The final show of 2016 — and the first of 2017 — is … well, a secret. Suffice it for now to say it’s an exciting and contemporary urban comedy, running Dec. 7–Jan. 22 in the Wyly’s Studio space. (We’ll announce the name some time next month.)
That mystery show is followed by The Christians (Jan. 26–Feb. 19, at the Kalita), Lucas Hnath’s volative, buzzed-about look at a megachurch and a rift occasioned, in part, by same-sex marriage. Joel Ferrell will direct.

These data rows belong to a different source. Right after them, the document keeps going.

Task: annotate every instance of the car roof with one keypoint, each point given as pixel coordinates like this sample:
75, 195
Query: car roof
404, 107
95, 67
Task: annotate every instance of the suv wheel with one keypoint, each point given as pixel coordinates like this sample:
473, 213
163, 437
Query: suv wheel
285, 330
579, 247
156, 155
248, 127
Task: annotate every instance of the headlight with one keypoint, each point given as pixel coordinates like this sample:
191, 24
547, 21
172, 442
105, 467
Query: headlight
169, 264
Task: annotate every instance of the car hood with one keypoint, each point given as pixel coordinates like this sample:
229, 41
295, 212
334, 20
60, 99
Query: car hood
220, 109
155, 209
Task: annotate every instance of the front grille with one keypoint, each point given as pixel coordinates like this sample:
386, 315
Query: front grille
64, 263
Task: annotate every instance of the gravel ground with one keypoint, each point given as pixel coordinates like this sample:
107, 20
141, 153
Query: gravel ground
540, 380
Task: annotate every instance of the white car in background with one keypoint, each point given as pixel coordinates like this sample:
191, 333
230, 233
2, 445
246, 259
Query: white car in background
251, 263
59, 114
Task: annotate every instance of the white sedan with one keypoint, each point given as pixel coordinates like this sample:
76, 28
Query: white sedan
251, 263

Another bonus show will be something on the deeply experimental side. Moriarty is adapting Eruipides’ lurid revenge play Electra … and it will be very outre. First, it will be performed at AT&T’s outdoor Annette Strauss Square adjacent to the Winspear. Second, Moriarty is still toying with how he will stage it — moving the audience around the grounds to follow the action and using earbuds to “whisper” a Greek chorus into the audience members’ ears are just some of the possible outcomes. “You can see how this could be a disaster,” Moriarty said. It will run Aug. 4–May 28, 2017, with a late start time (8:30 p.m.) so that it will be performed in the dark.
Next is the classic play Inherit the Wind (May 16–June 18, at the Kalita), about the 1924 Scopes Monkey Trial … only it won’t be set in the past, apparently. Moriarty, who is also directing this one, promises edgy casting decisions and innovating concepts like nothing you’ve seen at the Kalita.
The season will conclude with the second world premiere musical, a comic riff on the Robin Hood myth called Hood (June 29–Aug. 6, in the Wyly). It’s being written by the husband-and-husband team Douglas Carter Beane (pictured) and Lewis Flinn, who last teamed up for DTC’d Give It Up (which moved to Broadway renamed Lysistrata Jones). Beane will direct.
The current season isn’t over, though. All the Way, DTC’s co-production will Houston’s Alley Theatre about LBJ, will move up to the Wyly next month (March 3–27), followed by the world premiere of Deferred Action (April 20–May 14) and finally Dreamgirls (June 10–July 24).
Season subscriptions start at $140 for the seven-show mainstage season, and design-your-own subscriptions start at $60 for three shows. Visit DallasTheaterCenter.org.